By its decision of 23 August 2018 the Federal Labor Court (docket number 2 AZR 133/18) facilitated video surveillance at the workplace. Legally and openly created recordings do not have to be deleted by the employer within a few days. According to the Federal Labor Court, they can be evaluated several months later.
Under data protection law employers are in principle entitled to use video cameras to publicly monitor accessible sales areas in order to protect themselves against criminal offences. The purpose of such video surveillance does not have to be exclusively to prevent crimes committed by customers. Rather, the employer can also pursue the purpose of protecting himself from criminal offences committed by employees. In such cases, video surveillance must be disclosed or made visible, usually by information signs.

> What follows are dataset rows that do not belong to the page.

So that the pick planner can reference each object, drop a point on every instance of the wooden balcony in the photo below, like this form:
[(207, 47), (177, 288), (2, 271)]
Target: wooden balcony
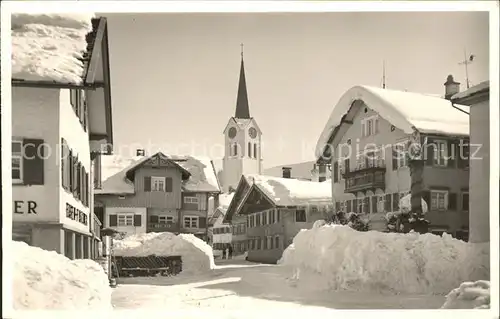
[(365, 178), (162, 227)]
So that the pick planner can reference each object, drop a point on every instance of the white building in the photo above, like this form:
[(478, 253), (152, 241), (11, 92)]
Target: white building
[(478, 98), (61, 117), (242, 141)]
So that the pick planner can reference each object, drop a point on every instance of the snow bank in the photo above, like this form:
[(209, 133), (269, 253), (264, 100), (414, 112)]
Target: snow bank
[(470, 295), (197, 256), (49, 46), (291, 192), (342, 258), (46, 280)]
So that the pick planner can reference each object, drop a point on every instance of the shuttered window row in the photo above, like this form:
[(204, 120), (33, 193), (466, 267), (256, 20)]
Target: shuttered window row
[(75, 178)]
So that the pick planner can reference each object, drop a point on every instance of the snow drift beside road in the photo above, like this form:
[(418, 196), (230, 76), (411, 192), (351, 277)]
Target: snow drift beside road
[(470, 295), (342, 258), (46, 280), (197, 256)]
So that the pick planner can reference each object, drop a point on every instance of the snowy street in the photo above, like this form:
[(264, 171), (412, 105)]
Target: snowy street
[(245, 286)]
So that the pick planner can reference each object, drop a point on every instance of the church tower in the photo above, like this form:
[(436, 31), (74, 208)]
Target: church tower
[(242, 138)]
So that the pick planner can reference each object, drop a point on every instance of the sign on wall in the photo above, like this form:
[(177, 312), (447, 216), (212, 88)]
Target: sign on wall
[(75, 214), (24, 207)]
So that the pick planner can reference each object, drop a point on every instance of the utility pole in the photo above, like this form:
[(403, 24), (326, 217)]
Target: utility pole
[(467, 60), (383, 75)]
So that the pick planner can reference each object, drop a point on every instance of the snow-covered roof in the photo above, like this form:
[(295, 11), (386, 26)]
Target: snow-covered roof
[(292, 192), (114, 168), (405, 110), (473, 90), (49, 47)]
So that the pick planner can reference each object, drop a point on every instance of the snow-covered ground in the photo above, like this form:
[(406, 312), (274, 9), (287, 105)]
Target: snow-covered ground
[(197, 256), (338, 257), (46, 280), (245, 288)]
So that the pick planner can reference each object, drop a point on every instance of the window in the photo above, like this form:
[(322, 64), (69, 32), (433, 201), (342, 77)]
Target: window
[(439, 200), (441, 153), (165, 219), (300, 216), (157, 184), (465, 201), (369, 126), (125, 219), (17, 161), (190, 221), (190, 200)]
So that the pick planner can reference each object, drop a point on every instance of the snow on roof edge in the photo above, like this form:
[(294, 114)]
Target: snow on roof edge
[(380, 100)]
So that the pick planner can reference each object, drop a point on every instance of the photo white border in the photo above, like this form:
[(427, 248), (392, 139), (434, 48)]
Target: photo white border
[(249, 6)]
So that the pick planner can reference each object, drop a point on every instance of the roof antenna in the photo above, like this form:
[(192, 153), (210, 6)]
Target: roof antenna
[(383, 75), (467, 60)]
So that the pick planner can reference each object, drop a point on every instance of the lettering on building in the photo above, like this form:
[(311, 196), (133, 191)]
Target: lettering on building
[(75, 214), (25, 207)]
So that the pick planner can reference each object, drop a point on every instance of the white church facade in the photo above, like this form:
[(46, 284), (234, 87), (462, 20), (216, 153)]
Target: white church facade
[(243, 140)]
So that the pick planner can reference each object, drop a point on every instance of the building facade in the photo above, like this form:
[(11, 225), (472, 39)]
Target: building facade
[(157, 194), (58, 129), (242, 140), (478, 98), (368, 151), (267, 221)]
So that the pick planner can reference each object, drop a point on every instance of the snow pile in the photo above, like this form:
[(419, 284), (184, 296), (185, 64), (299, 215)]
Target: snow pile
[(470, 295), (343, 258), (405, 110), (49, 47), (197, 256), (46, 280), (291, 192)]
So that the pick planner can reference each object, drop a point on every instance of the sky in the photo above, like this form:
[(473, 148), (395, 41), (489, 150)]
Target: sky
[(174, 76)]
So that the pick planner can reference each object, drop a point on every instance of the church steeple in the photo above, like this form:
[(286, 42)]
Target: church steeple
[(242, 109)]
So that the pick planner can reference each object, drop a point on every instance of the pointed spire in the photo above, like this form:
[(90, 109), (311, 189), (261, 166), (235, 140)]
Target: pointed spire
[(242, 108)]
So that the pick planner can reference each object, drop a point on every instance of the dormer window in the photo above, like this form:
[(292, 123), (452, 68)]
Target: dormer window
[(157, 184)]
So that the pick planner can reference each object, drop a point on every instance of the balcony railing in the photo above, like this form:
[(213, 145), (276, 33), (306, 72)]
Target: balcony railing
[(368, 176), (162, 227)]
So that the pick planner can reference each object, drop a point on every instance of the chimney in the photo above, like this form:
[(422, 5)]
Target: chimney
[(450, 87), (140, 152), (287, 172)]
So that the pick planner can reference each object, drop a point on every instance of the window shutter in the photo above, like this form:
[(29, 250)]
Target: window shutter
[(335, 172), (388, 203), (137, 220), (452, 201), (168, 184), (429, 152), (394, 158), (395, 202), (202, 222), (452, 154), (147, 183), (113, 220), (426, 196), (33, 161), (374, 204)]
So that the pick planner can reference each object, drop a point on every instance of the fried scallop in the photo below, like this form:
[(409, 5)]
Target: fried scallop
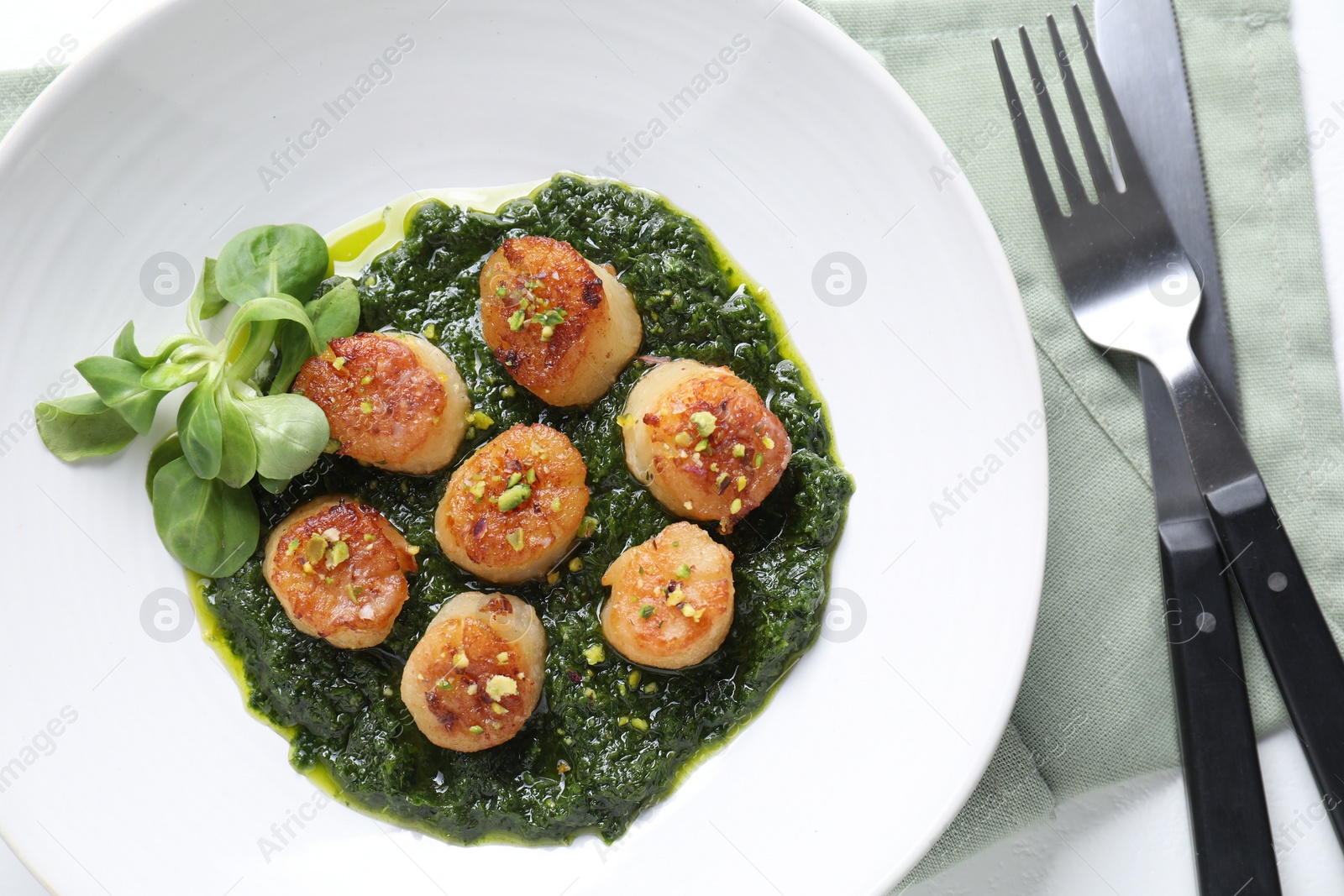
[(671, 602), (476, 676), (561, 325), (514, 510), (703, 443), (339, 570), (393, 401)]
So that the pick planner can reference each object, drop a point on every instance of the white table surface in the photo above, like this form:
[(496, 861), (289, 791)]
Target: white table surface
[(1126, 840)]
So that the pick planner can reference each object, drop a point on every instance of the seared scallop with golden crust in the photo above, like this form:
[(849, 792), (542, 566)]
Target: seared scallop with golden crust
[(514, 510), (393, 401), (561, 325), (476, 676), (671, 602), (703, 441), (339, 569)]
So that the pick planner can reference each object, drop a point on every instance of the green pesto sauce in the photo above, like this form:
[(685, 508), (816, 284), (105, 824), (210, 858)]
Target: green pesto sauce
[(342, 710)]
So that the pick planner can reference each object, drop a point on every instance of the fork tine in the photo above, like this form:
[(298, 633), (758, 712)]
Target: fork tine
[(1063, 159), (1037, 177), (1131, 164), (1092, 149)]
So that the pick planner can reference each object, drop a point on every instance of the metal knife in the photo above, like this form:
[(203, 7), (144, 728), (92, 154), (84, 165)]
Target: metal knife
[(1233, 844)]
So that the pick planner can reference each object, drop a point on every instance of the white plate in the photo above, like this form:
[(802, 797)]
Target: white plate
[(801, 145)]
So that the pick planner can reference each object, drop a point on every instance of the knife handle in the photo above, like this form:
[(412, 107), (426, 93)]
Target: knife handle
[(1234, 846), (1292, 629)]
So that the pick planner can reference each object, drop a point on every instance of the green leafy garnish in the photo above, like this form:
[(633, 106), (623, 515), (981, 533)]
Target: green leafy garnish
[(228, 430), (82, 426)]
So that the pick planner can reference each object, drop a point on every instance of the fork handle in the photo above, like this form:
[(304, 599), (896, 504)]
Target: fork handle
[(1234, 846), (1292, 629)]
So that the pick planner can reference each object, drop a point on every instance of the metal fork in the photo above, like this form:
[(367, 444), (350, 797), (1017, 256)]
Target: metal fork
[(1133, 288)]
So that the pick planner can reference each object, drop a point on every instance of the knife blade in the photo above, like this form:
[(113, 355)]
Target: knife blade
[(1140, 47)]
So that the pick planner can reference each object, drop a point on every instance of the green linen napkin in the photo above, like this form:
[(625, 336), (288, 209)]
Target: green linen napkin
[(1097, 705), (18, 90)]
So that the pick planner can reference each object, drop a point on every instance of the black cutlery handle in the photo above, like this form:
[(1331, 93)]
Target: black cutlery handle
[(1234, 846), (1292, 629)]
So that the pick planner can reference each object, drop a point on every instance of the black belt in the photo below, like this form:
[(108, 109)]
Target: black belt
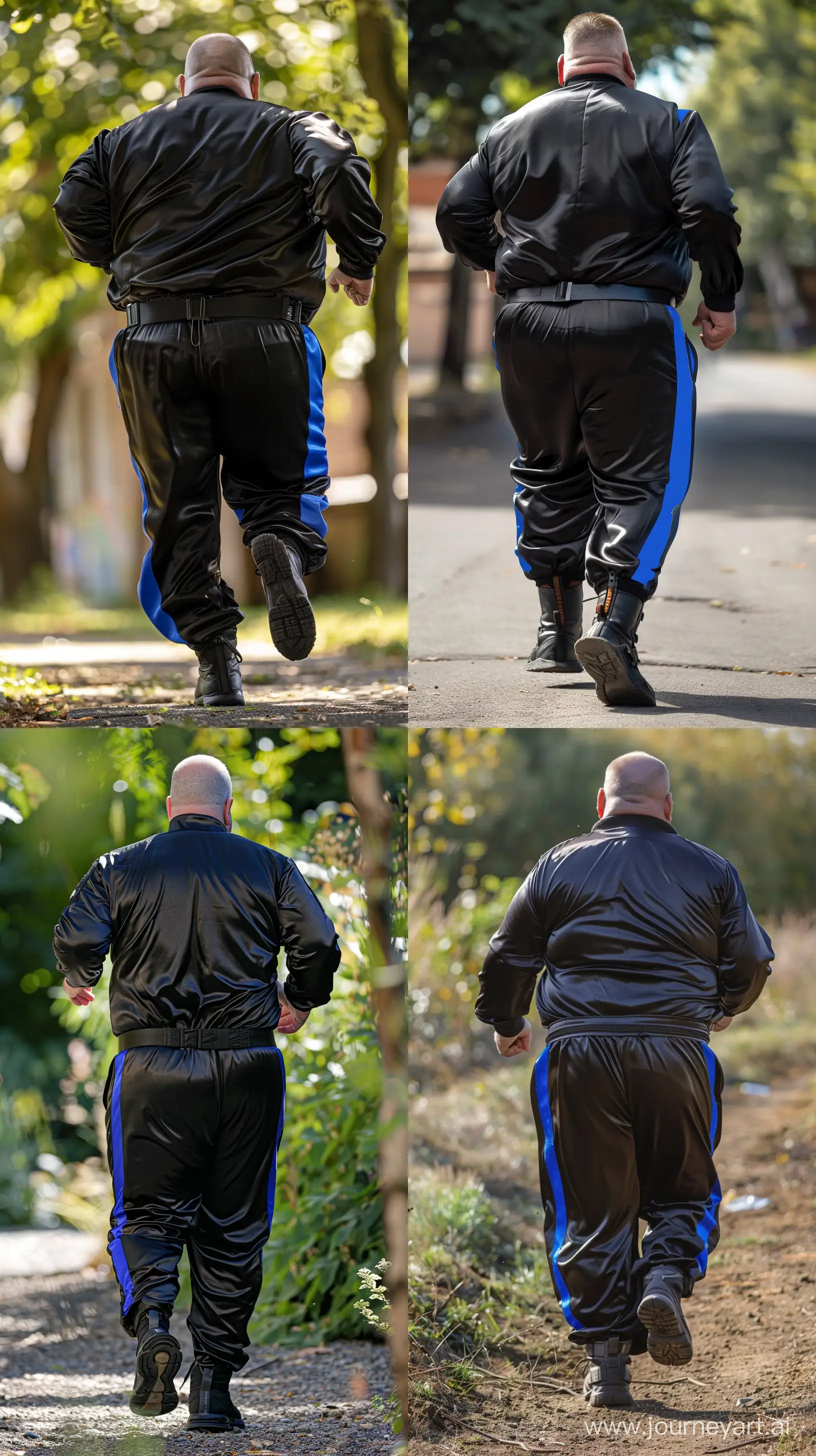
[(579, 292), (628, 1027), (202, 1038), (228, 306)]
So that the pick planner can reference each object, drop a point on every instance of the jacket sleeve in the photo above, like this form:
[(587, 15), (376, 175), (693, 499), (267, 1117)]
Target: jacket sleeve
[(707, 214), (82, 935), (84, 206), (310, 940), (515, 958), (337, 184), (466, 216), (745, 951)]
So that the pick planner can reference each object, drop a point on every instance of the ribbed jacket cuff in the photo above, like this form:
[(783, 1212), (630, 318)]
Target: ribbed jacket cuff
[(354, 270)]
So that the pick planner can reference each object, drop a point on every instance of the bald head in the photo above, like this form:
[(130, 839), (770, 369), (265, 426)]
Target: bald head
[(595, 42), (200, 786), (636, 784), (219, 60)]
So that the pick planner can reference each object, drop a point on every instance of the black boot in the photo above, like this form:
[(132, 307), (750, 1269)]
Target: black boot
[(660, 1311), (610, 654), (560, 626), (158, 1358), (292, 620), (210, 1404), (606, 1381), (219, 674)]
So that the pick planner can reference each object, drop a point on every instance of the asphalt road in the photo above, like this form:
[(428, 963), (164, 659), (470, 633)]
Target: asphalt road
[(728, 641)]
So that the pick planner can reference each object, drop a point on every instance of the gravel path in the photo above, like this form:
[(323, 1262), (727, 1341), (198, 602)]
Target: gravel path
[(66, 1374)]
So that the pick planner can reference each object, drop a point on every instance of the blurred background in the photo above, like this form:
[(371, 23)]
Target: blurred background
[(738, 580), (70, 506), (484, 806), (332, 802)]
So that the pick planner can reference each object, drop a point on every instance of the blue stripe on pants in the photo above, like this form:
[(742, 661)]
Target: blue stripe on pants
[(662, 534), (149, 594), (118, 1216), (708, 1220), (554, 1174), (316, 465), (279, 1134)]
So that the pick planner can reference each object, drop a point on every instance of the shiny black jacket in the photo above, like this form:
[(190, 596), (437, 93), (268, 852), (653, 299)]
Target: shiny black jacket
[(213, 194), (194, 920), (627, 920), (596, 184)]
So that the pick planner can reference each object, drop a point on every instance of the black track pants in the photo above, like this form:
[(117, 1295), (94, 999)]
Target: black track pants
[(627, 1129), (193, 1140), (602, 398), (242, 390)]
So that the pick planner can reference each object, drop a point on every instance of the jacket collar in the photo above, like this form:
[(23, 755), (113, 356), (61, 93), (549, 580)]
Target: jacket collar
[(644, 823), (202, 823)]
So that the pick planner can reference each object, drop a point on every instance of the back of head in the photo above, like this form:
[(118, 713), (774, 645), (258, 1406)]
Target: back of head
[(218, 54), (200, 786), (594, 38), (636, 784)]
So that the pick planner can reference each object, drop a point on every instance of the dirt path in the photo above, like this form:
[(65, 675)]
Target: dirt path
[(66, 1372), (752, 1320)]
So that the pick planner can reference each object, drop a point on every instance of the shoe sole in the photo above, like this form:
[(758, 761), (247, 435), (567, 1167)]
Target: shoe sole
[(670, 1337), (606, 666), (156, 1365), (292, 620), (214, 1423)]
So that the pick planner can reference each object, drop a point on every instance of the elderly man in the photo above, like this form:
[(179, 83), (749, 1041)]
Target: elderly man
[(212, 213), (648, 944), (194, 922), (606, 196)]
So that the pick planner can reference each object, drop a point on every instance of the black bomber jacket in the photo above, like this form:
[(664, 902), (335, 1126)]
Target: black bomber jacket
[(596, 184), (214, 194), (194, 920), (627, 920)]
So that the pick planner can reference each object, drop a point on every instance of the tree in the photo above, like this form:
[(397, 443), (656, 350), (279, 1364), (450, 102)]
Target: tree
[(476, 60), (68, 72)]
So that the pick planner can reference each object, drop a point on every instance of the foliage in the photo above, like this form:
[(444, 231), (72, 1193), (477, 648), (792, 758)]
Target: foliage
[(760, 104)]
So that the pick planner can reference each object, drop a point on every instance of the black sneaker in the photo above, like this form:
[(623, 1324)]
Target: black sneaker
[(158, 1359), (606, 1381), (210, 1402), (610, 653), (292, 620), (660, 1311)]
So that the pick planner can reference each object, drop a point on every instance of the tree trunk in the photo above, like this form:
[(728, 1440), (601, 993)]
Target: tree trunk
[(388, 989), (375, 44), (26, 494)]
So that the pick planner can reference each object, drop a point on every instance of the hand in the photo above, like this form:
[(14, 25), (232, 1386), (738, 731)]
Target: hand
[(79, 995), (718, 328), (292, 1020), (515, 1046), (723, 1024), (356, 289)]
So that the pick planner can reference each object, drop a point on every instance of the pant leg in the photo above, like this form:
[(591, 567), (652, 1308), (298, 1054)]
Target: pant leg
[(589, 1184), (634, 372), (162, 1117), (158, 376), (236, 1209), (676, 1091), (266, 385), (556, 504)]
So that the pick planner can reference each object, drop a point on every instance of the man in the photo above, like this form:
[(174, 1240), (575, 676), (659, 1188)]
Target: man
[(194, 920), (648, 942), (212, 214), (606, 196)]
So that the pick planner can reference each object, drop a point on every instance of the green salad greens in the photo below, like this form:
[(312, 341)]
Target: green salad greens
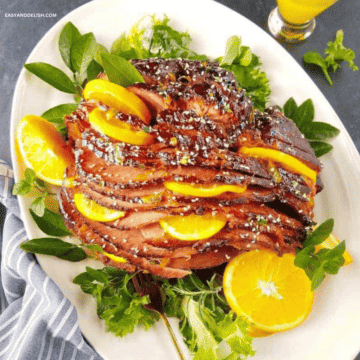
[(335, 52), (210, 328)]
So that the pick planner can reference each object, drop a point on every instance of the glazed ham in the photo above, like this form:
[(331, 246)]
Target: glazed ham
[(201, 124)]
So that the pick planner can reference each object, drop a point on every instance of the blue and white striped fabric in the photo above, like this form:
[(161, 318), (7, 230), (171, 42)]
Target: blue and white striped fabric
[(37, 322)]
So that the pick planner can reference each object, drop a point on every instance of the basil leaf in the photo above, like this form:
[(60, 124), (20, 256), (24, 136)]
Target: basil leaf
[(320, 131), (83, 51), (52, 75), (232, 51), (100, 49), (83, 277), (57, 113), (245, 56), (30, 175), (320, 147), (97, 275), (302, 259), (125, 48), (304, 114), (320, 234), (289, 108), (336, 252), (317, 278), (333, 267), (21, 188), (38, 205), (93, 70), (317, 59), (54, 247), (51, 223), (67, 37), (120, 71)]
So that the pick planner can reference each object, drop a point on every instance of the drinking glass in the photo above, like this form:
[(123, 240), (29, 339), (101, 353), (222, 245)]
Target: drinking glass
[(294, 20)]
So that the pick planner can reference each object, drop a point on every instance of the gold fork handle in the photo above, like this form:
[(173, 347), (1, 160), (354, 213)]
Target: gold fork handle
[(173, 338)]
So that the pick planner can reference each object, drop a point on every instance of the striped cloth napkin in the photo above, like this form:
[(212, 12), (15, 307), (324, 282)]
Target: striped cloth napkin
[(36, 321)]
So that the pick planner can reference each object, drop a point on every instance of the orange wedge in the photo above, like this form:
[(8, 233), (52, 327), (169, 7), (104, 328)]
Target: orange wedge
[(269, 291), (43, 149), (93, 211), (202, 190), (193, 227), (117, 97), (115, 258), (106, 123)]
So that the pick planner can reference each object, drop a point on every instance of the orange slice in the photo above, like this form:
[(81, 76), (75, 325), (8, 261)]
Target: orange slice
[(193, 227), (330, 243), (106, 123), (289, 162), (43, 149), (269, 291), (117, 97), (202, 190), (93, 211), (115, 258)]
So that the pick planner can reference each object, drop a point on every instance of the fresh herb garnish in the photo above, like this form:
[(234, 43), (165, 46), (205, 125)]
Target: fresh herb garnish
[(156, 39), (55, 247), (69, 34), (93, 70), (31, 182), (210, 329), (336, 52), (246, 67), (317, 263), (56, 116), (120, 71), (314, 131), (52, 75), (50, 223), (160, 40), (118, 304), (83, 50)]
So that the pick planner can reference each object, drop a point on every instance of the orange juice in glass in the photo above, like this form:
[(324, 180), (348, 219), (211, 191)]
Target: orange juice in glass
[(294, 20)]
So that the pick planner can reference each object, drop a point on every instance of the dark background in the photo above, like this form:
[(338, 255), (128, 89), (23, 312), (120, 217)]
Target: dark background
[(18, 36)]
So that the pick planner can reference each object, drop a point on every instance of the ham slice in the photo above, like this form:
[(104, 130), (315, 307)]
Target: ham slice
[(200, 121)]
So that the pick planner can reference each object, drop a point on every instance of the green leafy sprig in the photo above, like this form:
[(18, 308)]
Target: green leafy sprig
[(336, 52), (48, 221), (314, 131), (30, 182), (161, 40), (118, 304), (246, 67), (317, 263), (210, 329), (55, 247)]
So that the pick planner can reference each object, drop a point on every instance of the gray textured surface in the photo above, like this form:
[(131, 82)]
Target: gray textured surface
[(18, 36)]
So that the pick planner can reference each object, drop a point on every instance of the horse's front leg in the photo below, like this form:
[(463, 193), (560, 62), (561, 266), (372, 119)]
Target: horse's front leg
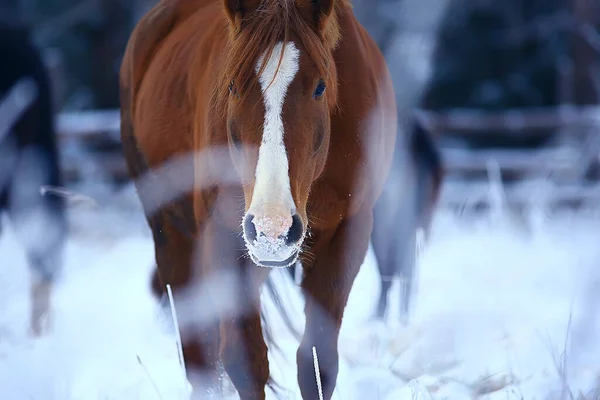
[(243, 348), (338, 254)]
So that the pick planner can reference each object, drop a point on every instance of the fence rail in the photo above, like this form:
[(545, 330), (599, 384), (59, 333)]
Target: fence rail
[(79, 127)]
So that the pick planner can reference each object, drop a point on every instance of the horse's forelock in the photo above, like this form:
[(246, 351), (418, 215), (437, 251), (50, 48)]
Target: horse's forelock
[(260, 32)]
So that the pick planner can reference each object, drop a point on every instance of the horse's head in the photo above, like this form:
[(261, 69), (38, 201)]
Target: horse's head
[(282, 84)]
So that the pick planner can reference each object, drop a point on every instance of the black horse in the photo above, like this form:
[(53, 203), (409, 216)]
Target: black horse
[(28, 162)]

In addition, the employer must delete the video material as soon as possible. Section 4 para. 5 of the Federal Data Protection Act (Bundesdatenschutzgesetz, BDSG) states that data shall be deleted immediately if it is no longer necessary to achieve the purpose or if legitimate interests of the parties concerned are affected.
In the particular case, the plaintiff worked in a small shop with open video surveillance installed by the defendant. According to the defendant, a shortage of tobacco products was found in the third quarter of 2016. A random analysis of the video recordings conducted in August 2016 had shown that the plaintiff had not deposited the funds collected on two days in February 2016 in the cash register. Therefore, the defendant terminated the employment relationship for good cause. The affected employee succeeded before the local labor court with her claim for wrongful dismissal. Also the Labor Court of Appeal in Hamm (docket number 2 Sa 192/17) ruled that the findings from the video surveillance were subject to a prohibition on exploitation due to Section 4 para. 5 of the BDSG, as the defendant should have deleted the video sequences immediately, in any case at least before 1 August 2016.
The Federal Labor Court surprisingly overruled the decision and made quite a turnaround compared to earlier decisions with similar situations where usually, as a rule of thumb, material was to be deleted after the expiration of 1-2 days due to the legal principle of data economy.
According to the Federal Labor Court, the storage of video sequences from a legitimate open video surveillance showing intentional actions of an employee to the detriment of the employer’s property is allowed, as long as punishment for the breach of duty is possible under employment law. In particular, the defendant was not obliged to analyze the surveillance material immediately. He was allowed to wait until he saw a valid reason to do so. The analysis of the video material conducted approximately six months after the recording did not conflict with Section 4 para. 5 of the Federal Data Protection Act and therefore did also not conflict with the general right of privacy of the employee protected by Article 2 para.1 in conjunction with Article 1 para. 1 of the German Constitutional Law (Grundgesetz, GG).